Intended for healthcare professionals

Education And Debate

For Debate: Continuing with pregnancy after a diagnosis of lethal abnormality: experience of five couples and recommendations for management

BMJ 1996; 313 doi: (Published 24 August 1996) Cite this as: BMJ 1996;313:478
  1. Lyn S Chitty, consultant in genetics and fetal medicinea,
  2. Chris A Barnes, genetics counsellora,
  3. Caroline Berry, consultant clinical geneticista
  1. a Division of Medical and Molecular Genetics, 8th Floor, Guy's Tower, Guy's Hospital, London SE1 9RT
  1. Correspondence to: Dr Lyn S Chitty, Fetal Medicine Unit, Obstetric Hospital, University College Hospital, London WC1E 6AU.
  • Accepted 26 June 1996

In the genetics clinic we meet many parents whose pregnancy has been complicated by the unexpected finding of a serious fetal malformation. Many of these couples terminate their pregnancy but some continue and allow nature to take its course. We summarise the experience of five couples and highlight various aspects showing the inappropriateness of routine obstetric care for these women. These were five consecutive couples (see table 1) known to the genetics department who agreed to a semistructured, tape recorded interview at varying intervals (one week to eight months) after their pregnancies.

Table 1

Summary of case histories in the five cases

View this table:


of options

Three of the five women thought that the options of termination and continuation of the pregnancy had been adequately discussed from an early stage. One commented that it had been made clear that there were “different choices for different people.” Another couple (case 5) were not aware that continuation of the pregnancy was a real option until they reported to the labour ward for “induction” at 21 weeks. Up to that point the word “termination” had not been used. “It was like we were in a tunnel and there was only one way out. I just didn't think that I had any choice but to go with what was suggested. I don't understand why they didn't discuss all the options. I don't think that we thought of the consequences of what we were doing. I went in to have the baby induced—that was the word used. It didn't register with us that they were going to terminate the pregnancy.” Once the couple realised what induction meant they decided not to proceed and returned home.
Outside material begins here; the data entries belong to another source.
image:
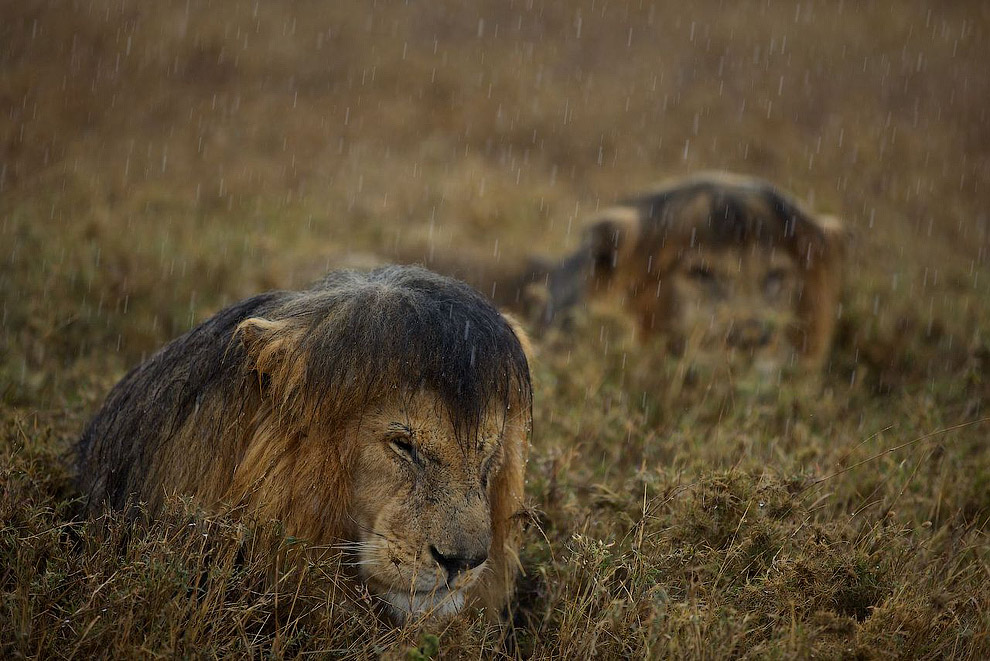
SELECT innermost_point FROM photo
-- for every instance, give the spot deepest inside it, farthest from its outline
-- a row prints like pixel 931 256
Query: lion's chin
pixel 436 604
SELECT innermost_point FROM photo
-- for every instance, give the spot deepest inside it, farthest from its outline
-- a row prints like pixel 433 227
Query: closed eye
pixel 400 440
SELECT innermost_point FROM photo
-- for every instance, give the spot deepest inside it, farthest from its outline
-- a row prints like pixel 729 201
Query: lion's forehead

Appreciation was expressed by other couples about the positive aspects of their care. Time given for decision making in a relaxed atmosphere seemed of particular value, and the offer of a second appointment for further discussions was also welcomed.

Experiences in the antenatal clinic and ward NEGATIVE EXPERIENCES

The inappropriateness of routine antenatal provision for these women was frequently highlighted. “Queuing up with the other women and hearing them talk about their children—that was one of the hardest things. I stood in the queue and when I got to the front the receptionist said something about signing for the bounty bag and I just ran out of the door and cried all the way home” (case 4). “I came out from seeing the consultant and sat there crying. And everyone looked at me. You're put with the rest of the women while you wait to have a scan and obviously people wonder what's wrong with you” (case 2). “I said to the midwife that I hadn't turned up for the class [antenatal exercises] because I didn't want to be with other mothers. I didn't want them to say when is your baby due?' or ‘are you looking forward to it?’ But the midwife said, ‘well, it [labour] is something you've got to go through anyway, so here's a leaflet on breathing’” (case 4).

One particular difficulty which arose from the lack of any special antenatal provision was a feeling in three women that many staff were ill informed about their condition. “It was unfortunate that I couldn't talk to the same doctor all the time. I saw the consultant just once, but that was after the baby was born. No doctor knew what the other one had told me. There was a real lack of communication” (case 3).

Three women had periods of inpatient care before delivery. Comments and questions from other mothers in the antenatal ward often caused problems. One patient (case 4) in an antenatal side room missed meals because she “couldn't face” the ward; the staff did not offer to bring food to her. Another patient spoke of her postnatal experience. “I had been given a special side room. The next day I was asked if I wanted to go back to the ward. But all the women in the ward had got babies. Why would I want to go back in there with them?” (case 2).


In the two cases in which special antenatal arrangements were made these seem to have had a very beneficial effect. In one case the consultant obstetrician saw the woman regularly outside normal antenatal clinic hours. The other woman had regular follow up appointments in the fetal medicine unit.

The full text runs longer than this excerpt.